Bird foods and feeders are easily available at Heads ‘N’ Tails on Wanstead High Street, in supermarkets, or from websites such as www.rspb.org.uk, www.wigglywigglers.co.uk and www.livingwithbirds.com.
9. Have a pond
or patio water
Most ponds have now been lost from the countryside. Garden ponds and water features have never been more important for wildlife
A pond (preferably without fish) can be a haven for wildlife, supporting a wide array of animals and providing a place for frogs, toads, newts and dragonflies to breed. And a series of ponds in a neighbourhood creates a corridor through which wildlife can move. Find out how build a pond.
If a pond isn’t suitable, container water features are ideal for courtyard or patio gardens. A minimum water depth of 20-30cm allows a few plants to be added.
The Royal Horticultural Society advises that where small children are at risk, a bubble fountain or birdbath with only a thin film of water is a safer option that will still attract birds.
10. Be yourself,
You can invite nature in to any
style of garden... but go easy on the chemicals
To help wildlife, gardens need to include certain plants and elements like log or leaf piles, but the look and style is up to you. If you want something low maintenance, wild gardens are a fashionable excuse to let go a little. Step away from the secateurs and leave a leafy corner for birds, invertebrates and amphibians. Let plants die back naturally and don’t worry about a few leaves on the ground – old vegetation creates a place for invertebrates (minibeasts) to hide out during winter.

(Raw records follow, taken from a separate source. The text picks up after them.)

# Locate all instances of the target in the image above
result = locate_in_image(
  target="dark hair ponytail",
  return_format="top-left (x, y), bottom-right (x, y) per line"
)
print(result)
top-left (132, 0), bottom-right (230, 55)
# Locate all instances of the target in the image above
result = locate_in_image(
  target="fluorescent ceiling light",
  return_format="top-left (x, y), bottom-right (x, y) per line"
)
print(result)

But neat gardens can be just as good – neat pots of wildflowers, neat log piles, neat borders, neat leaf piles. In fact, a clipped hedge is often denser and hence a better nesting site than one left to grow wild.
But whatever style you choose, just be natural.
Avoid using pesticides, chemicals or slug pellets – try not to wage war on aphids, snails and other minibeasts as they’re an important part of the food chain and will get eaten by the birds and other creatures you’ll attract to your wildlife garden. Find out more about organic pest control.
Weeds can be reduced by planting bare areas of earth with something of your choice instead (see Star Plants for examples).